Member of the Virginia House of Delegates from the 37th district
- In office January 12, 1983 – January 13, 1988
- Preceded by: Jack Rust
- Succeeded by: Jane Woods

Personal details
- Born: Stephen Ellison Gordy March 20, 1920 Columbus, Georgia, U.S.
- Died: October 27, 2006 (aged 86) Dalton, Georgia, U.S.
- Party: Republican
- Spouse: Edith Stone
- Education: U.S. Military Academy; U.S. Naval War College;

Military service
- Branch/service: United States Army
- Years of service: 1938–1971
- Rank: Colonel
- Battles/wars: World War II; Korean War; Vietnam War;

= Stephen E. Gordy =

American politician (1920–2006)

Stephen Ellison Gordy (March 20, 1920 - October 27, 2006) was an American politician, military officer, and educator.
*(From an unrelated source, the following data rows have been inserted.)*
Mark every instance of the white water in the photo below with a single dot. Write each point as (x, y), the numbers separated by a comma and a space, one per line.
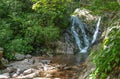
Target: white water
(96, 31)
(76, 22)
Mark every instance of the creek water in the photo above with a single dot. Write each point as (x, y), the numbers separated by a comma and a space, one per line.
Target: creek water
(69, 59)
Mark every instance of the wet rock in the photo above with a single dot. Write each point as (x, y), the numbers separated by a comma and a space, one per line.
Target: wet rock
(32, 75)
(28, 56)
(45, 61)
(49, 75)
(19, 56)
(4, 62)
(5, 76)
(28, 71)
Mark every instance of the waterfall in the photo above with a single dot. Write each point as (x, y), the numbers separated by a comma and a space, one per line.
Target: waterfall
(96, 31)
(84, 44)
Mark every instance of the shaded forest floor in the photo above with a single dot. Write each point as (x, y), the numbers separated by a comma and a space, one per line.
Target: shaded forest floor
(60, 67)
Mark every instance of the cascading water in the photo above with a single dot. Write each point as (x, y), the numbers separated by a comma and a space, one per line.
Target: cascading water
(84, 44)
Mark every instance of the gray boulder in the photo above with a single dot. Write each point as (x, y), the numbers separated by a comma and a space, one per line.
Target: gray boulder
(19, 57)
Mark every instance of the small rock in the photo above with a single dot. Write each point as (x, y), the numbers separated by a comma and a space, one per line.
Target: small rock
(28, 71)
(67, 68)
(4, 62)
(45, 61)
(15, 75)
(49, 75)
(19, 56)
(28, 56)
(5, 76)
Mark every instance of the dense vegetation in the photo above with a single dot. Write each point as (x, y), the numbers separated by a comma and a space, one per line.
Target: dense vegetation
(107, 60)
(29, 26)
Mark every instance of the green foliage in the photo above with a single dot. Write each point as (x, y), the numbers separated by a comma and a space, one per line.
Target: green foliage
(52, 12)
(25, 30)
(109, 57)
(100, 6)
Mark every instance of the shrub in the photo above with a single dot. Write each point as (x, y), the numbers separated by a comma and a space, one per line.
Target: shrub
(109, 57)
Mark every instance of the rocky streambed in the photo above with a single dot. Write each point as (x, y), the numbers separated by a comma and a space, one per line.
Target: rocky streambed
(59, 67)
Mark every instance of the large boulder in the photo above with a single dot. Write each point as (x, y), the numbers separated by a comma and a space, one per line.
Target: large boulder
(19, 57)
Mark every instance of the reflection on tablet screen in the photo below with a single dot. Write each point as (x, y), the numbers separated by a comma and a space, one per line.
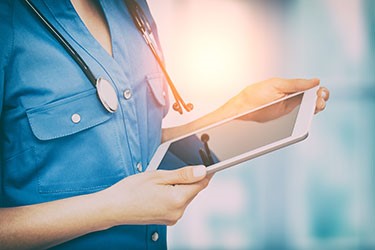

==Early years and education==

Stephen E. Gordy was born in Columbus, Georgia, where he attended public school. He was admitted to the United States Military Academy and graduated in 1943 and later from the Naval War College. He served in the United States Army during World War II and the Korean War. He retired with the rank of colonel.

==Post military career==
After his military service, Gordy was a teacher, principal, and coach (both football and baseball) in the Loudoun County, Virginia public school system. He later ran for public office and was elected to the Virginia House of Delegates, as a member of the Republican Party, and served from 1982 to 1987. During that period, he lived in Mantua, Virginia.

==Death==
Gordy retired to Dalton, Georgia where he was active in the Georgia Society of the Sons of the American Revolution. He died at his home in Dalton on October 27, 2006. The Dalton chapter of the Sons of the American Revolution renamed an annual awards dinner in recognition of Col. Gordy.